Genre: Puzzle | Developer: Eiconic Games Ltd. | Publisher: UTV Ignition Entertainment
Platform: XBLA / PSN | Players: 1 | Rating: 3 (PEGI)
Most of us are already familiar with the periodic table of elements, but it’s not exactly something you expect to see in a video game, is it? But here it is. Every single element, cleverly disguised as a level select screen for the latest title in the cult Mercury puzzle game series, Mercury Hg. You’ve probably forgotten most of them since your highschool years thought.
Time for a refresher.
Thankfully for most of us, you won’t need intimate knowledge of the periodic table to be able to progress through the game. What you have here is a enjoyable modern update of the popular Mercury titles that were released on the PSP a few years back, in downloadable format on both PSN and XBLA at a ridiculously low price.Mercury Hg puts you in control of, to no surprise, an inconspiculously charmless blob of mercury. Your job is to guide your friendly glob of hydrargyrum (inventively, you can use the Sixaxis motion sensor to do so on the PS3) to the finish line of each level.
Simple in theory, but as with any good puzzle game, it’s the meat surrounding the bare bones of the game’s idea that makes or breaks it, and Mercury Hg is a delectable gaming morsel.
Precision is key in Mercury, and the game presents you with a constantly expanding number of different hazards to get in your slippery way, precariously balanced way.
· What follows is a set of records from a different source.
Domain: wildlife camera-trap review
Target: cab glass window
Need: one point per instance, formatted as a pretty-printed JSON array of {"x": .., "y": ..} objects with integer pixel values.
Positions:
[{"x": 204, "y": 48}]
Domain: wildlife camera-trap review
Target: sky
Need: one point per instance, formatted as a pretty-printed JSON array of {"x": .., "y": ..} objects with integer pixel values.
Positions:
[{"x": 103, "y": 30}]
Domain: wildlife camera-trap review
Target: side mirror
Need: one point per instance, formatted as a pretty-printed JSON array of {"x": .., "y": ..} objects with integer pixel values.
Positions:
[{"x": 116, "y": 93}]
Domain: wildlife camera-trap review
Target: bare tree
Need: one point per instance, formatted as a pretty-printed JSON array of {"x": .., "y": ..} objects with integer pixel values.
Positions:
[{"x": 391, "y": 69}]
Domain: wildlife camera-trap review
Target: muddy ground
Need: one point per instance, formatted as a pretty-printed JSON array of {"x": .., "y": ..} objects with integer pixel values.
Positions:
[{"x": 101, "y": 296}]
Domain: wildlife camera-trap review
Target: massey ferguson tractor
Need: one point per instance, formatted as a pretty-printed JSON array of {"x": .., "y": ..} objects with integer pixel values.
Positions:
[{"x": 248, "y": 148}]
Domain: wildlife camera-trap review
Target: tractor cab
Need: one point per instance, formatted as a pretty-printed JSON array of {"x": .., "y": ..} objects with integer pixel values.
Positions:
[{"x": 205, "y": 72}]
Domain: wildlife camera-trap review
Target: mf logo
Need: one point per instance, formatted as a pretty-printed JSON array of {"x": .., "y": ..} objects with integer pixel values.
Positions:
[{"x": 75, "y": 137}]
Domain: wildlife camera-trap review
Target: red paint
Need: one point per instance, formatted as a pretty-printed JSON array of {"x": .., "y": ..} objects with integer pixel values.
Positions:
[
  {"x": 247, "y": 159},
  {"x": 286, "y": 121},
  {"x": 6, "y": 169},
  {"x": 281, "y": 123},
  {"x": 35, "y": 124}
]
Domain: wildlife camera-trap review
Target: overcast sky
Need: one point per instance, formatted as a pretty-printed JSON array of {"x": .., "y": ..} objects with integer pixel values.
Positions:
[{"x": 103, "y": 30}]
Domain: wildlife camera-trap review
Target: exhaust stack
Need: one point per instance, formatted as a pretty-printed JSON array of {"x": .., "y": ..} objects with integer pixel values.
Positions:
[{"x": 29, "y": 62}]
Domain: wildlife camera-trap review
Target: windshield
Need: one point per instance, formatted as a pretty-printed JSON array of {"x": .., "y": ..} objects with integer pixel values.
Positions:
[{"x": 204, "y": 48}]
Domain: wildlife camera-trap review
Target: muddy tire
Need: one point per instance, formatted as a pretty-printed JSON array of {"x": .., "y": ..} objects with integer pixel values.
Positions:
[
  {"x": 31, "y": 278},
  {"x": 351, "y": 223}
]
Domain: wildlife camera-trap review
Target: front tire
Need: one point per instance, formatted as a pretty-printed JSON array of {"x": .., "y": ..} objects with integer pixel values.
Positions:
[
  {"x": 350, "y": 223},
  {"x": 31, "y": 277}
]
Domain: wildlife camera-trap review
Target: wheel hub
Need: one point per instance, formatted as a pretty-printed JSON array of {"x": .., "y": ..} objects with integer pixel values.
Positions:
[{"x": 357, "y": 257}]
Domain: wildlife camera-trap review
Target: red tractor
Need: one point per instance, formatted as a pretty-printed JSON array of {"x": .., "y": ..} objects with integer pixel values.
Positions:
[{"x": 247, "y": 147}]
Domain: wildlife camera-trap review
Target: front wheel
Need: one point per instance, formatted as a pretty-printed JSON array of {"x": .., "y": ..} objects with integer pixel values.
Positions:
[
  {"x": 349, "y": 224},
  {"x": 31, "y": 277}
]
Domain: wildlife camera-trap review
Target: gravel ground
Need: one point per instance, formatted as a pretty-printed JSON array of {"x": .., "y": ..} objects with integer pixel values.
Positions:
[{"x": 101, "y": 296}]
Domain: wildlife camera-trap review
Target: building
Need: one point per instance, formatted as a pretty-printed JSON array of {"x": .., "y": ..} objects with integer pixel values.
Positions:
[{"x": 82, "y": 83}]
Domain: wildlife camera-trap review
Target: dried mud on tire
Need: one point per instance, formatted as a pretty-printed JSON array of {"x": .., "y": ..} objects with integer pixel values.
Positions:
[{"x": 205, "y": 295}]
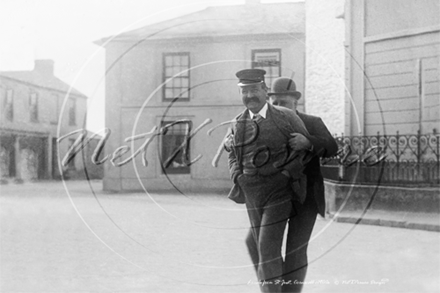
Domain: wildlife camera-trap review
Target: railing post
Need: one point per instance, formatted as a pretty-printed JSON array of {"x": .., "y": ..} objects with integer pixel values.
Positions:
[{"x": 438, "y": 159}]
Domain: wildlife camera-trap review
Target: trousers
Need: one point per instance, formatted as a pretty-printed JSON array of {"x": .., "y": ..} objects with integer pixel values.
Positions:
[
  {"x": 269, "y": 204},
  {"x": 300, "y": 227}
]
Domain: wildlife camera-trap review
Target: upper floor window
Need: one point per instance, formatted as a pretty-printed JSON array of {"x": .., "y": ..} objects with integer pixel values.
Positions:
[
  {"x": 33, "y": 107},
  {"x": 71, "y": 163},
  {"x": 269, "y": 60},
  {"x": 9, "y": 105},
  {"x": 72, "y": 111},
  {"x": 175, "y": 68},
  {"x": 55, "y": 109},
  {"x": 175, "y": 152}
]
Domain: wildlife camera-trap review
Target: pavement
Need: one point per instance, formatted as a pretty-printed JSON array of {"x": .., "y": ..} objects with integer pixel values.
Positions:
[
  {"x": 72, "y": 237},
  {"x": 408, "y": 220}
]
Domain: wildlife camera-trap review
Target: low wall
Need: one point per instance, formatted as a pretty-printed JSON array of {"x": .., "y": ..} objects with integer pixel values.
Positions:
[{"x": 347, "y": 196}]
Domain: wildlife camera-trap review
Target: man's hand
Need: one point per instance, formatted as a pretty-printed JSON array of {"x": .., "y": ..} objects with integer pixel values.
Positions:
[
  {"x": 299, "y": 142},
  {"x": 229, "y": 142}
]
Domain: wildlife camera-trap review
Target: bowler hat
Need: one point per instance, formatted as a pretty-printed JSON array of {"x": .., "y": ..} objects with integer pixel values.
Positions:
[
  {"x": 284, "y": 86},
  {"x": 250, "y": 76}
]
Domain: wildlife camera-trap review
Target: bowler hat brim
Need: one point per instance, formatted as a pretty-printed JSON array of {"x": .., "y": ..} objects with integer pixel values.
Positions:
[{"x": 289, "y": 93}]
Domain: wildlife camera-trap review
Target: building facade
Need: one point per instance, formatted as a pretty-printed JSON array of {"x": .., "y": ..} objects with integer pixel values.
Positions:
[
  {"x": 392, "y": 60},
  {"x": 37, "y": 108},
  {"x": 166, "y": 80}
]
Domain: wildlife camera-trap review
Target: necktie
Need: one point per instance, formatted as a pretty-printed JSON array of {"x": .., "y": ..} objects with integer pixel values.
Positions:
[{"x": 257, "y": 117}]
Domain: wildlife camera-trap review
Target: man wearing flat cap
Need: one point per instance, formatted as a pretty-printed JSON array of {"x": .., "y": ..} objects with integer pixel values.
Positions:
[
  {"x": 318, "y": 142},
  {"x": 265, "y": 172}
]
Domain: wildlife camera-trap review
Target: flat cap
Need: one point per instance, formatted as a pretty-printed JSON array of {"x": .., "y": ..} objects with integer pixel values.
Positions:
[{"x": 250, "y": 76}]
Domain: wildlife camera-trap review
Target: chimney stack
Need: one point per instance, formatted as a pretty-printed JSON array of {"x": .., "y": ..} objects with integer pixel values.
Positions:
[{"x": 44, "y": 66}]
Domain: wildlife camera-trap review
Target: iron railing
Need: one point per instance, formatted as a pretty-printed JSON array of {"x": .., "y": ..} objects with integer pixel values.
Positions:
[{"x": 406, "y": 159}]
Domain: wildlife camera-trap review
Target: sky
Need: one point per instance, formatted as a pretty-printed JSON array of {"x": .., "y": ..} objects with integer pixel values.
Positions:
[{"x": 64, "y": 31}]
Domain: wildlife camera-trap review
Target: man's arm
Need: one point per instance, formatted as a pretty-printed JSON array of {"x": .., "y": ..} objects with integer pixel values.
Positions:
[
  {"x": 234, "y": 165},
  {"x": 319, "y": 140}
]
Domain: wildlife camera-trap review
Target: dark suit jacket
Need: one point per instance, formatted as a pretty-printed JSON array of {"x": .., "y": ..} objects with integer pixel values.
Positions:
[
  {"x": 287, "y": 122},
  {"x": 324, "y": 145}
]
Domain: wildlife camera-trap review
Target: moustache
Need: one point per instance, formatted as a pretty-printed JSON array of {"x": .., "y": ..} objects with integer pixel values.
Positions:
[{"x": 253, "y": 99}]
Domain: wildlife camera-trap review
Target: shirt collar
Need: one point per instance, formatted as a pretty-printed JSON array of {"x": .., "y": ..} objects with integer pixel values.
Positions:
[{"x": 262, "y": 112}]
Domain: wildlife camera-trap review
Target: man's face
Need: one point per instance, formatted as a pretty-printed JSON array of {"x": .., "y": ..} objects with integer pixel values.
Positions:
[
  {"x": 286, "y": 101},
  {"x": 254, "y": 96}
]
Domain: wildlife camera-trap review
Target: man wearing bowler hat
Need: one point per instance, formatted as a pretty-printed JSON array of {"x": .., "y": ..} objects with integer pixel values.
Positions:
[
  {"x": 319, "y": 142},
  {"x": 265, "y": 172}
]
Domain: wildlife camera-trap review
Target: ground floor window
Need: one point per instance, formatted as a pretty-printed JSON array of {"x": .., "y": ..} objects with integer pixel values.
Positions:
[{"x": 175, "y": 149}]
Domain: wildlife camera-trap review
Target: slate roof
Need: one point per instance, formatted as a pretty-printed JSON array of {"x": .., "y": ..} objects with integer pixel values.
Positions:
[
  {"x": 42, "y": 80},
  {"x": 215, "y": 21}
]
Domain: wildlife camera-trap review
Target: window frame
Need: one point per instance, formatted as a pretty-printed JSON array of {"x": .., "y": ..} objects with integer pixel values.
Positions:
[
  {"x": 55, "y": 100},
  {"x": 165, "y": 77},
  {"x": 72, "y": 117},
  {"x": 9, "y": 105},
  {"x": 33, "y": 116},
  {"x": 183, "y": 170},
  {"x": 268, "y": 78}
]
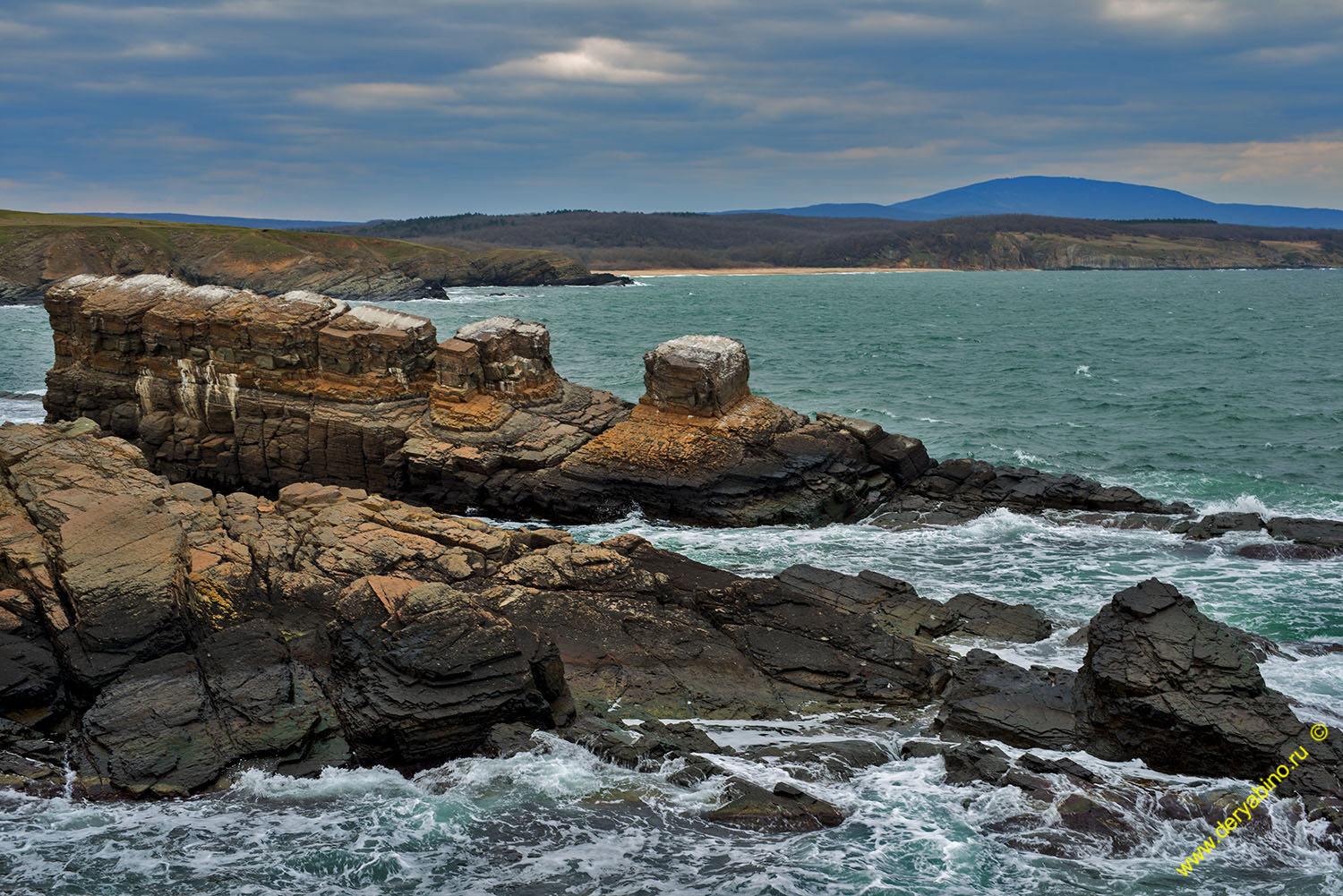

Moving platforms, magnents, conveyor belts, and surfaces of many different types of friction regularly get between you and the end goal.
A clock also keeps track of your par time for the level, while your Hg gauge (the atomic symbol for mercury, I just learned) informs of you of much of your mercury blob still remains intact at the end of the level. You can also collect atoms around the level, which also add to your high score, and the collection of these is crucial if you want to get high in the leaderboards.
This is where Mercury’s greatest appeal lies, and the game realises it well. Levels are regularly inventive and consistent in providing new challenges, but they’re short enough that they rarely feel cumbersome or boring, and the high score tables that appears every time you finish will constantly tug at that “one-more-try” urge that’s always so hard to resist.
Every replay tugs at that urge more, as you watch your new highscore slowly rise up the scoreboards. For the truly hardcore, you can download replays of record scores from other players, to see how the master managed to do it, alongside saved ghosts of your own best times to taunt you as you try to shave off those few extras seconds, hold that last piece of mercury intact until the end of the level, or attempt to get every atom in the quickest time possible. It’s addictive stuff.There’s one thing that feels missing from Mercury Hg though, something that was very prevalent in the previous handheld titles.
A sense of challenge.
The PSP games presented players with lots of tough levels and almost hair pulling moments of dexterous expectation. This seems to have almost completely vanished in Mercury Hg, and not even the unlockable bonus levels prove particularly difficult, especially for experience fans of the series such as myself.
The game has a generous 60 levels to play through, which is fairly generous, but their shortness means they the game will probably be over sooner than you might have hoped. Plans for extra levels which the even more obscure elements of the periodic tables, are in the works for the near future (one is already out), which should expand the play-time a little more, especially for the score addicts amongst us.
These are small issues honestly, and at such a low price point Mercury Hg is something of a steal. The game is incredibly fun (if lacking in charm). The leaderboards will be the main draw for a lot of people, and the game is practically paradise for highscore junkies.
If you need a diversion between the lofty dragons of Dark Age and Skyrim and the guns and explosion of Battlefield 3 and Modern Warfare 3 this holiday season, this game is a great investment, for a very small sum of money.
Hey, you’ll probably learn some science in the process too. And as anyone whose ever played Portal already knows, science is always fun.
- 8 / 10
Disclaimer: A copy of this game was provided to The Gaming Vault for review purposes.